Я подал ему стакан воды и, взяв за руку, стал говорить.

– Доктор, милый доктор, разве вы забыли своего любимца, маленького Карло, я старался припомнить из детства разные мелочи, его шутки, подарки…

Понемногу старик успокоился и начал улыбаться:

– Так это в самом деле ты, Карло, ты живой и здоровый. Как же ты вырос и какой красавец. Эх, не судил Бог моему другу, твоему отцу, и полюбоваться тобой.

– Да, доктор с семи лет я был лишен и отца, и матери, а почему, и до сих пор не знаю.

Старик как-то отодвинулся от меня и замолчал.

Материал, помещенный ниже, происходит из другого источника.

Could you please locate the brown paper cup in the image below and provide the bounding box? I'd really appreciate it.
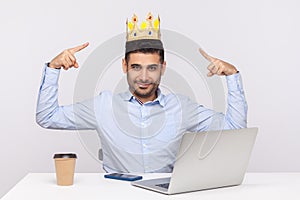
[53,153,77,186]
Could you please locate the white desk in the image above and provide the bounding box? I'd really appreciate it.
[1,173,300,200]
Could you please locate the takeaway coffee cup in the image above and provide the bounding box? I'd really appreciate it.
[53,153,77,186]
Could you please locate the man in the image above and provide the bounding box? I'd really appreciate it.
[36,13,247,173]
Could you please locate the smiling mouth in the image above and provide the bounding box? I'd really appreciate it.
[138,83,151,89]
[135,80,152,87]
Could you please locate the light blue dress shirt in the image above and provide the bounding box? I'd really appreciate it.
[36,65,247,173]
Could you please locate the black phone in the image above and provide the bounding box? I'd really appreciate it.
[104,173,143,181]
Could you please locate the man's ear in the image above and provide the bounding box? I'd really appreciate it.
[161,61,167,75]
[122,58,127,73]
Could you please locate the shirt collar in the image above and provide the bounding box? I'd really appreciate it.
[120,88,166,107]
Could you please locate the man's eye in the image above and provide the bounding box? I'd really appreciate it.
[148,66,158,71]
[132,65,141,71]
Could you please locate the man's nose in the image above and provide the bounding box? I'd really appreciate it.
[140,68,148,81]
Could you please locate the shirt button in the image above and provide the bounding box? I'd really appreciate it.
[143,143,147,148]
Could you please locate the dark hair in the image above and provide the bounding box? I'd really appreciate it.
[125,48,164,64]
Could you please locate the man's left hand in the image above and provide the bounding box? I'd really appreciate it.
[199,48,238,77]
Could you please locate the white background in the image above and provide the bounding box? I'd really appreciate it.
[1,0,299,198]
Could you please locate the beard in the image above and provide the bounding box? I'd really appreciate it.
[133,81,159,99]
[127,71,162,101]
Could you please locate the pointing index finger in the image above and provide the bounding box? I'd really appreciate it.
[199,48,216,62]
[69,42,89,54]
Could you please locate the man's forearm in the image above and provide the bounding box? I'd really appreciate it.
[223,72,248,129]
[36,64,62,128]
[36,64,98,130]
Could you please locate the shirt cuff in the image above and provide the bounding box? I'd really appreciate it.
[42,63,61,85]
[226,72,244,92]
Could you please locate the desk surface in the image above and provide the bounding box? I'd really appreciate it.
[2,173,300,200]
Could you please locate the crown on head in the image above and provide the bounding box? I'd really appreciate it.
[126,12,161,41]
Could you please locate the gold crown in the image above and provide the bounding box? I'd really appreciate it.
[126,12,161,41]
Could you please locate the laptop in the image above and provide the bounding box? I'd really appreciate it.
[131,127,258,195]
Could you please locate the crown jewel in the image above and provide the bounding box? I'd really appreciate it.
[125,12,163,53]
[126,12,161,41]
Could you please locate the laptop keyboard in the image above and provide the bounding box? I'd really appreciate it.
[155,183,170,189]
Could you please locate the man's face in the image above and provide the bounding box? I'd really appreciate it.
[122,52,166,102]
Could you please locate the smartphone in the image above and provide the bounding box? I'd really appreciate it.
[104,173,143,181]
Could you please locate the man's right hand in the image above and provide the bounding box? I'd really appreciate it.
[48,42,89,70]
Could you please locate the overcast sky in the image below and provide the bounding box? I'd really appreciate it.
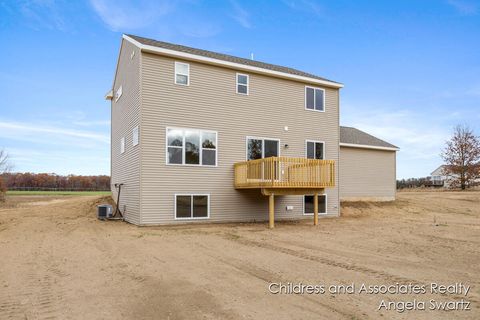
[0,0,479,178]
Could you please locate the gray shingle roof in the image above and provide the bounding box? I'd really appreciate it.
[340,126,398,149]
[126,34,341,85]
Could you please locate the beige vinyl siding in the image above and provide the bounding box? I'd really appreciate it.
[339,146,396,201]
[111,39,141,224]
[139,52,340,225]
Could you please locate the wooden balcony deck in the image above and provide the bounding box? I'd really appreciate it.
[234,157,335,229]
[234,157,335,189]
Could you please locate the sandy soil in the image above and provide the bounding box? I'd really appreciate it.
[0,192,479,320]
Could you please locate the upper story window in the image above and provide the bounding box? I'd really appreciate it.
[132,126,139,146]
[120,137,125,154]
[306,140,324,160]
[175,62,190,85]
[236,73,249,95]
[305,86,325,112]
[246,137,279,160]
[167,128,217,166]
[115,86,123,102]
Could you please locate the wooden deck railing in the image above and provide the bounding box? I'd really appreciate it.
[234,157,335,189]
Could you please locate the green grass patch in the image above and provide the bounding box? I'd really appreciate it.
[6,190,111,196]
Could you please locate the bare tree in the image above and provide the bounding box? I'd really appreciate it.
[0,149,11,201]
[441,125,480,190]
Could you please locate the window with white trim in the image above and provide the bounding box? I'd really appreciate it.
[115,85,123,102]
[175,62,190,85]
[236,73,249,94]
[246,137,279,160]
[306,140,324,159]
[305,86,325,111]
[120,137,125,154]
[304,194,327,215]
[167,128,217,166]
[175,194,209,219]
[132,126,139,146]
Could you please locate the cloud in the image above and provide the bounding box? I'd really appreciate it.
[229,0,251,28]
[0,120,109,145]
[6,0,69,31]
[72,120,111,127]
[89,0,174,31]
[283,0,324,17]
[446,0,478,15]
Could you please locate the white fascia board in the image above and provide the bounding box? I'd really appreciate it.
[340,143,399,151]
[123,34,344,89]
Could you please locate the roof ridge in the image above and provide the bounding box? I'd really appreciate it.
[125,34,342,85]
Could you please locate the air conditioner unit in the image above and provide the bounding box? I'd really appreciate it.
[97,205,113,220]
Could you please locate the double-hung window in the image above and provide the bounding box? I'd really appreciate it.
[246,137,279,160]
[175,194,209,219]
[306,140,325,160]
[236,73,249,94]
[175,62,190,85]
[167,128,217,166]
[305,86,325,111]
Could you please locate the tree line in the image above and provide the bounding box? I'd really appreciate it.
[3,172,111,191]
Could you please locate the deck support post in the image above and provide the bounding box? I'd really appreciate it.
[313,193,318,226]
[269,194,275,229]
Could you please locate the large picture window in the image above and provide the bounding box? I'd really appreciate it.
[175,194,209,219]
[305,86,325,112]
[246,137,279,160]
[304,194,327,215]
[167,128,217,166]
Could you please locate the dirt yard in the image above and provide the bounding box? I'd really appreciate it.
[0,192,479,319]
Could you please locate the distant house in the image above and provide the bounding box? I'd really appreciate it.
[106,34,399,227]
[427,165,448,187]
[428,164,480,188]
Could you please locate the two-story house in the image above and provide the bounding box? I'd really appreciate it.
[106,34,399,227]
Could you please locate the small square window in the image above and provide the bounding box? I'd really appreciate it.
[175,62,190,85]
[236,73,249,95]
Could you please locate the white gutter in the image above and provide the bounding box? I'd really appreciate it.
[123,34,344,89]
[340,143,399,151]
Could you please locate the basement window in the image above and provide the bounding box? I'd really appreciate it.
[132,126,139,146]
[120,137,125,154]
[305,86,325,112]
[175,194,210,219]
[236,73,249,94]
[304,194,327,215]
[175,62,190,85]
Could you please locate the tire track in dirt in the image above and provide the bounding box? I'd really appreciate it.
[0,226,69,319]
[219,232,480,307]
[196,243,360,320]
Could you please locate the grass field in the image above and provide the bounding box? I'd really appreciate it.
[6,190,111,196]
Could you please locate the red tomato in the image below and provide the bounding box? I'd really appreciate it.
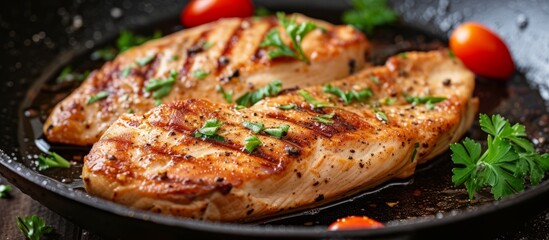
[181,0,254,27]
[449,22,515,80]
[327,216,384,231]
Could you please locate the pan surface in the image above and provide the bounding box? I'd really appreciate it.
[2,0,549,239]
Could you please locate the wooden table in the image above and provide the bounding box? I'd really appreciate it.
[0,175,102,240]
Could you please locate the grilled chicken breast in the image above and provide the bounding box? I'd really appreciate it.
[83,50,478,221]
[44,14,368,146]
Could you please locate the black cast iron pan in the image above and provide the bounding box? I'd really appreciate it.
[2,0,549,239]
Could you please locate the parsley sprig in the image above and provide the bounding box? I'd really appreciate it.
[236,80,282,107]
[194,118,224,141]
[216,85,233,104]
[342,0,398,34]
[405,95,447,110]
[244,135,262,153]
[37,152,71,171]
[17,215,55,240]
[323,84,372,105]
[451,114,549,199]
[87,91,109,104]
[298,90,334,109]
[264,124,290,139]
[313,113,335,124]
[260,12,317,64]
[0,184,12,198]
[145,70,178,105]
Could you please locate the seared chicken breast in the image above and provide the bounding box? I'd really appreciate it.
[44,14,368,145]
[83,50,478,221]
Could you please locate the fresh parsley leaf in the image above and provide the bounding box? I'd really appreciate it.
[91,47,117,61]
[278,103,297,110]
[135,55,155,66]
[260,12,317,64]
[120,66,132,78]
[17,215,55,240]
[373,108,388,123]
[193,69,208,80]
[451,114,549,199]
[313,113,335,124]
[0,184,12,198]
[398,52,408,59]
[145,70,178,105]
[243,121,265,134]
[194,118,224,141]
[342,0,398,34]
[235,80,282,107]
[264,124,290,139]
[57,66,89,83]
[255,7,272,16]
[323,84,372,104]
[298,90,334,108]
[369,75,380,85]
[117,30,162,52]
[216,85,233,104]
[37,152,71,171]
[405,95,447,110]
[244,135,262,153]
[87,91,109,104]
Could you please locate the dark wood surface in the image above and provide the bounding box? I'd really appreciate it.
[0,175,102,240]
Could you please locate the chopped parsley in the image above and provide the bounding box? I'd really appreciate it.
[17,215,55,240]
[91,47,117,61]
[313,113,335,124]
[373,108,388,123]
[117,30,162,52]
[398,52,408,59]
[243,121,265,134]
[193,69,209,80]
[37,152,71,171]
[244,135,262,153]
[57,66,89,83]
[264,124,290,139]
[135,55,155,66]
[451,114,549,200]
[0,184,12,198]
[448,49,456,59]
[194,118,224,141]
[405,95,447,110]
[322,84,372,104]
[92,30,162,62]
[298,90,334,108]
[342,0,398,34]
[260,12,317,64]
[120,66,132,78]
[216,85,233,104]
[380,97,396,105]
[145,70,178,105]
[235,80,282,107]
[278,103,297,110]
[87,91,109,104]
[369,75,380,85]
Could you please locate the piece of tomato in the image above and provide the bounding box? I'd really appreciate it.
[449,22,515,80]
[327,216,384,231]
[181,0,254,28]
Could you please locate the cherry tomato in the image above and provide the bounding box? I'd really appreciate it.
[181,0,254,28]
[327,216,384,231]
[449,22,515,80]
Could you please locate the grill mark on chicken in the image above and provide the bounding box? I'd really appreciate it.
[252,18,277,62]
[216,19,246,74]
[179,29,212,79]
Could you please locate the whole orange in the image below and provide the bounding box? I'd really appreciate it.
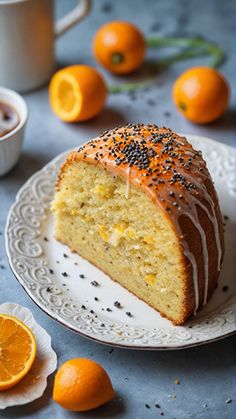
[93,21,146,74]
[49,65,107,122]
[53,358,115,411]
[173,66,229,124]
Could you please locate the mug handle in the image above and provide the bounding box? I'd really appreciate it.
[55,0,91,38]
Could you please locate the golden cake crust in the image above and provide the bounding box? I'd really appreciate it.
[56,124,224,322]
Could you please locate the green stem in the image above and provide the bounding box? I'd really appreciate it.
[108,81,149,94]
[154,48,209,70]
[147,36,225,68]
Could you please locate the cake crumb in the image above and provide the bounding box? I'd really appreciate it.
[174,379,180,385]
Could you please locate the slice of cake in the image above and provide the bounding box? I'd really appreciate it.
[52,124,224,324]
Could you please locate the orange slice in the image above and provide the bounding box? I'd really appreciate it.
[49,65,107,122]
[0,314,36,391]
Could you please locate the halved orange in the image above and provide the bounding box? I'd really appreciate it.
[0,314,37,391]
[49,65,107,122]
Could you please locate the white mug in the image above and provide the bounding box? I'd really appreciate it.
[0,0,91,92]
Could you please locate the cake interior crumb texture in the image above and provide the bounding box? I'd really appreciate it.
[52,160,190,324]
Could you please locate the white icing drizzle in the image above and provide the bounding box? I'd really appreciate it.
[171,215,200,315]
[163,145,222,313]
[179,169,222,272]
[185,210,209,307]
[196,200,222,272]
[125,167,131,199]
[185,251,199,316]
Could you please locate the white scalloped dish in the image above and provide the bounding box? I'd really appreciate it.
[0,303,57,409]
[5,135,236,349]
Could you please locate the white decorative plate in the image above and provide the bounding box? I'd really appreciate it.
[5,135,236,350]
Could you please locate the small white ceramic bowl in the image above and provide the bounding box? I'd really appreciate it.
[0,87,28,176]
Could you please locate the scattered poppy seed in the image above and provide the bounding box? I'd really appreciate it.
[150,21,161,32]
[145,404,150,409]
[155,404,161,408]
[101,3,113,13]
[61,272,68,277]
[101,323,105,327]
[81,305,86,309]
[114,301,122,308]
[109,348,114,354]
[90,310,94,314]
[91,280,99,287]
[63,253,68,258]
[49,269,54,274]
[79,274,85,278]
[94,297,99,301]
[164,111,171,117]
[46,287,52,292]
[225,399,232,404]
[222,285,228,292]
[147,99,156,106]
[126,311,132,317]
[43,237,48,242]
[106,308,112,312]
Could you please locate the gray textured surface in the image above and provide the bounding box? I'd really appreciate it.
[0,0,235,418]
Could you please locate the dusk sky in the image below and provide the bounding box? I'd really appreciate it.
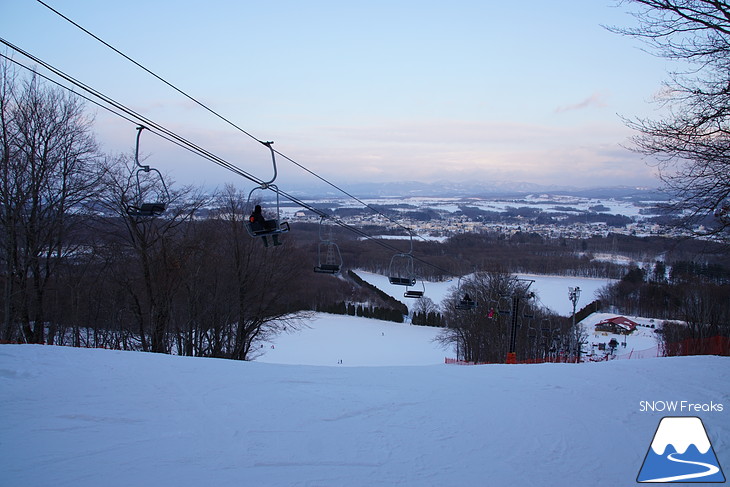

– Зачем и надолго ли ты приехал в наш город?

– Приехал я сегодня, а сколько проживу, зависит от вас, доктор. Если вы согласитесь на мою просьбу, то завтра же утром мы выедем в замок.

Старик снова весь затрясся:

– Что, ехать в замок, в твой родовой замок, зачем? Что тебе в нем? – закричал он сердито.

– Как зачем? Вот уже два месяца, как я живу в нем, – смеясь, заявил я.

– Ты в замке, рядом, два месяца, – бормотал он. Зубы, т. е. нижняя челюсть старика, дрожали.

– Ты жив, здоров, совершенно здоров. Поклянись Божьей Матерью, что ты говоришь правду, – и он повелительно указал на угол.

Весь угол был занят образами, большими и маленькими; перед ними горела лампада, стоял аналой с открытой книгой. Войдя в комнату, я не заметил этого угла, и теперь он поразил меня диссонансом: лампада и человеческий скелет!

– Клянись, говорю тебе, крестись! – настаивал грозно старик.

Думая, что имею дело с сумасшедшим, и не желая его сердить, я перекрестился и сказал торжественно.

– Клянусь Божьей Матерью, я жив и вполне здоров.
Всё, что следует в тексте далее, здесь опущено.